Prudence Zuniga wanted to end time travel completely, since it had done more harm than good, but once it was a possibility it was certain others could work around any of her attempts to stop it. What surprises her the most is that she gets as much pushback from Alice and Jane as she does from her comrades in the Farmer organization. Ex-comrades actually, since she has deserted them to pursue her own agenda. Time travel is probably an impossibility, so any writer using the premise is free to make up their own rules. One story might say no two versions of an object or person can co-exist in the same space without creating a paradox, but that's not the case here. A future version of Prudence shows up to advise her younger self, to either prevent a dangerous action or to propose an alternate course. Several other times they risked alternate versions of Alice, Jane, or their friend Wray Auden, encountering themselves when they looped around events that had already occurred. I even lost track of how many times that happened.
At the end of both books is a list called "The Most Recent Draft of History." The first entry on both is 1756, when Alice was born, and the final entry is 2145, when the Teleosophic Core Command is created. Every other entry in between is exactly the same on both lists. Does that mean that no matter what any of them has done, or will do, nothing changes? Is time immutable, intractable? Then again, only highlights are featured, major events mentioned in both stories. Something not on either list concerns an historical (or fictitious?) personage abducted from 12th Century England, who seems content to remain in the 18th Century.
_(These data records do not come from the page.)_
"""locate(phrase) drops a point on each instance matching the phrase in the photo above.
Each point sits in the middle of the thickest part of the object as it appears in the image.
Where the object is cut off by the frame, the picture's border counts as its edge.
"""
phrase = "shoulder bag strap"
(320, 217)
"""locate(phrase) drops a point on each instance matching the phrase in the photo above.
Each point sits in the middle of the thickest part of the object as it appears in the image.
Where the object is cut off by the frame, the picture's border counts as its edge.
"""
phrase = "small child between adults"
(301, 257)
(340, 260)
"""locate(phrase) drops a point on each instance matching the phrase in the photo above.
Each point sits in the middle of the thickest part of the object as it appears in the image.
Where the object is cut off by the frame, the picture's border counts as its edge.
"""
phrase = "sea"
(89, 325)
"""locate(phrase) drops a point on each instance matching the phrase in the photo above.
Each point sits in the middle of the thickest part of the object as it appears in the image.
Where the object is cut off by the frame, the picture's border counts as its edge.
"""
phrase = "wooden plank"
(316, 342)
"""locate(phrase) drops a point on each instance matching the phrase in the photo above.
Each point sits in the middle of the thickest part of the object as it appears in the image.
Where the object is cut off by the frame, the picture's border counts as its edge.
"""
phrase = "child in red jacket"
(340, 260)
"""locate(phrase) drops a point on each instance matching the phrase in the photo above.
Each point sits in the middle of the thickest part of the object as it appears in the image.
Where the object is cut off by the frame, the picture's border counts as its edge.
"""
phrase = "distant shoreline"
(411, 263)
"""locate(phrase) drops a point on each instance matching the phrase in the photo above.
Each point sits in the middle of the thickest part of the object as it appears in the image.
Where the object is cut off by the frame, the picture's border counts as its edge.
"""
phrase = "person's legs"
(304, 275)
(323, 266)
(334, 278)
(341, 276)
If they decide he can't stay, will they send him even further back in time, maybe to the 5th Century, for him to become King then? His name is Arthur. John Lackland never had a brother by that name, and while it's a minor part of the story, I wonder why the author included it.
Alice Payne is obviously the viewpoint character, but I think I'd rather it be Jane. She's the scientist, highly intelligent, but also shy and reserved, so she doesn't get the attention and recognition she deserves. Even Alice is condescending towards her, expecting Jane to wait patiently in her workshop laboratory while Alice has all the adventures. Jane eventually is able to assert herself more, and I hope that continues. She loves Alice, wants to stay with her, and I'm sure Alice feels the same, but it needs to be more of an equal partnership or Alice risks losing her. More and more people are gathered at Alice's home now, including Prudence's sister and her family. How long will that last? Will they be separated again when the Farmers come after them, which they know is inevitable? No word yet on a third story, but I definitely want to read it when it arrives.